Another powerful practice is a meditation on the heart as the primordial drum. Take a comfortable seated posture with the spine erect. Tune into and relax the chest area -- the region of the heart chakra. Become aware of the pulse of your heart. To bring the sound more into focus you can feel the pulse on your wrist. Feel the energy, the prana, the electricity pumping from the heart to every part of your body. Feel the pulse of the heart echoing in every cell of your mind and body. With every pulse of the heart the entire body is being magnetized, energized, revitalized and rejuvenated. Each cell is washed and energized with freshly oxygenated blood. With every heartbeat feel the pumping energy of the heart transforming into electromagnetic waves, radiating out endlessly into the vastness of space. Mind and body pulse as one heart, one drum, resounding throughout all of reality. Feel the spiritual and physical heart synchronize and harmonize within you. Now feel the pulse of the mind and body aligning with the pulsing heart of the universe. Our individual consciousness is a point in the matrix of this luminous pulsing awareness that is the web of reality. We are one point of this pulsing consciousness but simultaneously we are the entire web pulsing everywhere. The source of all that is pulses throughout everything. There is only one of us here resounding and echoing to the cosmic drum of all that is.

"When a Navaho person wishes to renew or reestablish, in the world, the harmonious condition of well being and beauty expressed by the Navajo word hozho he must first strive, through ritual, to create this harmony and peacefulness within his own being. Having established such hozho within himself, he can then actively impart this state of well-being to the enveloping cosmos, through the transforming power of song or prayer. Finally, according to Gary Witherspoon's book, Language and Art in the Navajo Universe, "after a person has projected hozho into the air through ritual form, he then, at the conclusion of the ritual, breathes that hozho back into himself and makes himself a part of the order, harmony, and beauty he has projected into the world through the ritual mediums of speech and song." David Abram, Spell of the Sensuous.

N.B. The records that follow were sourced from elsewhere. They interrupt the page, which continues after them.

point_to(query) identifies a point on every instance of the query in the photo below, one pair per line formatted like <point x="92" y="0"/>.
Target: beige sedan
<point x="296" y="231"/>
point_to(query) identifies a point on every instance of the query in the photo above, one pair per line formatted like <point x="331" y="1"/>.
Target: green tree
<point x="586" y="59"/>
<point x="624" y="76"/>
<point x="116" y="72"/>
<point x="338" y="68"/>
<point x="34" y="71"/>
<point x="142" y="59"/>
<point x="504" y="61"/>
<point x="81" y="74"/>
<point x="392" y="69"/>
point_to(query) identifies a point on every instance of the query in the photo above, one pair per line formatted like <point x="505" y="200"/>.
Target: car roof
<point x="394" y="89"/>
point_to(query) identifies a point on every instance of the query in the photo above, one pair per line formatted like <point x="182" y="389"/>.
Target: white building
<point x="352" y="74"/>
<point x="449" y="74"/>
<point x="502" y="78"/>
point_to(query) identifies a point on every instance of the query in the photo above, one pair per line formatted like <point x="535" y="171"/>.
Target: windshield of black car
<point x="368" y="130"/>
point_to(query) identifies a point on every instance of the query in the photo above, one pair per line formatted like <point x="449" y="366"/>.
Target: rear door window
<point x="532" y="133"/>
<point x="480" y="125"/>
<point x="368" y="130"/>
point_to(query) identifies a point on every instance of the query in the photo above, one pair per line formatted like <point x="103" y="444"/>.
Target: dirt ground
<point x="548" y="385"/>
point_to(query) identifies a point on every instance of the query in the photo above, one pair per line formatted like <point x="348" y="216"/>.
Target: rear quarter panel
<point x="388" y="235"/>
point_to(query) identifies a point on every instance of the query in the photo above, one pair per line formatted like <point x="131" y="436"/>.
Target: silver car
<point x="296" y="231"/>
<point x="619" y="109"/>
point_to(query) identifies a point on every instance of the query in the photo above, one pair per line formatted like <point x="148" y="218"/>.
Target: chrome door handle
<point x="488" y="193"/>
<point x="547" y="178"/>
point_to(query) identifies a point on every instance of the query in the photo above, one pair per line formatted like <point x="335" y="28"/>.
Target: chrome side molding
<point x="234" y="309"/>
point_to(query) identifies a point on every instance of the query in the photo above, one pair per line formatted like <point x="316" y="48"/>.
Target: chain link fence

Heartmath, a non profit organization devoted to studying the heart, found that when people practice meditations that engender feelings of love, kindness and appreciation, that their levels of DHEA, the anti-aging hormone increased 100 percent. At the same time levels of cortisol, a hormone generated by stress, decreased by 23 percent. They also found that as people focused on experiencing love in their meditations the rhythm of their heartbeat synchronized with their breathing rhythms. Heartmath director Rollin McCraty, found that meditation with feelings of love synchronized the body's internal systems, affecting the immune system, the hormones and even cognitive performance.

Consider this: we keep the heart center closed because if we kept it open to each and every person, being, situation we come in contact with, we would have to release our selfishness and radically change our behavior. When Mother Theresa opened her heart to the dying person who fell in her arms on the street she could no longer close her heart to the suffering all around her. She said from that moment on, she saw Christ in every person she met and in becoming a nun she had dedicated her life to Him. To serve him was to care for him in all his guises.